The default HCL Workload Automation dashboard configuration on Instana contains the following widgets:
  • Database connection
    The database connection metric monitors the stability of the connection between the HCL Workload Automation server and the database. If the value displayed is 0, the database is not connected; if the value displayed is 1, the database is connected.
  • Job status overtime
    The job status overtime metric monitors how many jobs, over a specific period of time, have been in Canceled, Error, Ready, Successful, and Waiting status.
  • Job status pie chart
    The job status pie chart aggregates the jobs according to their status, which can be Canceled, Error, Ready,Running, Successful, or Waiting.
  • Message queue usage
    The message queue usage widget displays the percentage of message queues in use. If the percentage is 0 or near to 0, the environment is healthy.
  • CPU utilization
    The CPU utilization widget displays the percentage of the CPU that is in use during the selected period of time.
  • HEAP utilization
    The HEAP utilization widget displays the percentage of the HEAP memory that is in use during the selected period of time.

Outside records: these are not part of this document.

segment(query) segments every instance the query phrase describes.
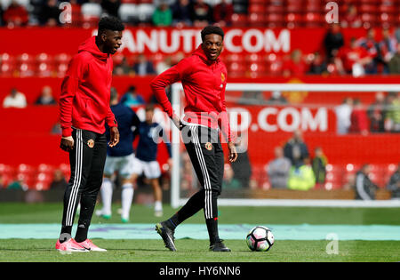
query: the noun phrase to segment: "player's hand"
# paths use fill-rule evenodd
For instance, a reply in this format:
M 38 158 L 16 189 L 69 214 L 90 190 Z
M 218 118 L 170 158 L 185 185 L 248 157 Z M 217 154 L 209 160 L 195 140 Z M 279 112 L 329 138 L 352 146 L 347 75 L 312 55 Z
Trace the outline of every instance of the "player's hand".
M 229 149 L 229 162 L 235 163 L 237 159 L 237 152 L 235 144 L 233 142 L 228 142 L 228 148 Z
M 180 118 L 175 114 L 173 114 L 173 116 L 172 116 L 172 122 L 175 124 L 175 126 L 178 127 L 178 129 L 180 131 L 182 130 L 183 124 L 182 124 L 182 122 L 180 122 Z
M 108 146 L 113 148 L 119 142 L 119 131 L 116 126 L 113 126 L 109 130 L 110 140 Z
M 61 148 L 66 152 L 69 152 L 74 148 L 74 139 L 72 136 L 61 137 L 61 142 L 60 144 L 60 148 Z

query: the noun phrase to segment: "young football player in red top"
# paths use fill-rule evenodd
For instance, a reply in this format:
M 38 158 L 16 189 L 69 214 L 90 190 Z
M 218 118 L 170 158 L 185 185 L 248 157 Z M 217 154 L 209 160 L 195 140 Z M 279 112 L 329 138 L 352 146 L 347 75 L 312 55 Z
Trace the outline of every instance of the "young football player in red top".
M 204 209 L 210 237 L 210 250 L 230 252 L 218 233 L 217 198 L 221 192 L 224 154 L 220 138 L 228 141 L 229 161 L 237 158 L 232 141 L 227 108 L 225 87 L 227 68 L 220 59 L 223 49 L 224 32 L 220 28 L 208 26 L 202 32 L 202 44 L 193 55 L 163 72 L 151 82 L 151 88 L 164 111 L 180 128 L 188 153 L 202 188 L 170 219 L 156 226 L 165 247 L 176 251 L 175 228 L 199 210 Z M 173 112 L 165 94 L 165 87 L 180 81 L 186 98 L 185 115 L 180 120 Z
M 124 28 L 116 18 L 101 18 L 98 35 L 80 45 L 62 81 L 60 148 L 69 152 L 71 178 L 64 195 L 61 234 L 56 243 L 59 251 L 106 251 L 87 239 L 87 232 L 103 178 L 107 156 L 106 123 L 110 127 L 108 145 L 114 147 L 119 141 L 109 99 L 113 71 L 111 54 L 121 46 Z M 78 203 L 81 211 L 74 239 L 71 231 Z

  • Workstation link status
    The Workstation link status widget monitors if the workstations, during a specific period of time, are linked or not.
  • Workstation running status
    The Workstation running status widget monitors if the workstations, during a specific period of time, are running or not.
  • Critical jobs information
    Five widgets are dedicated to the monitoring of critical jobs:
    Incomplete predecessors
    Monitors the number of incomplete predecessor for each critical job.
    High risk
    Indicates whether a critical job must be considered to be at high risk or not. If the value is 0, the job is not at high risk; if the value is 1, the job is at high risk.
    Potential risk
    Indicates whether a critical job must be considered to be potentially at risk or not. If the value is 0, the job is not potentially at risk; if the value is 1, the job is potentially at risk.
    Confidence factor
    Indicates in percentage the confidence that the critical job will meet its deadline.
    Estimated end
    Displays a calculated end time for each job, based on an analysis of all available performance metrics.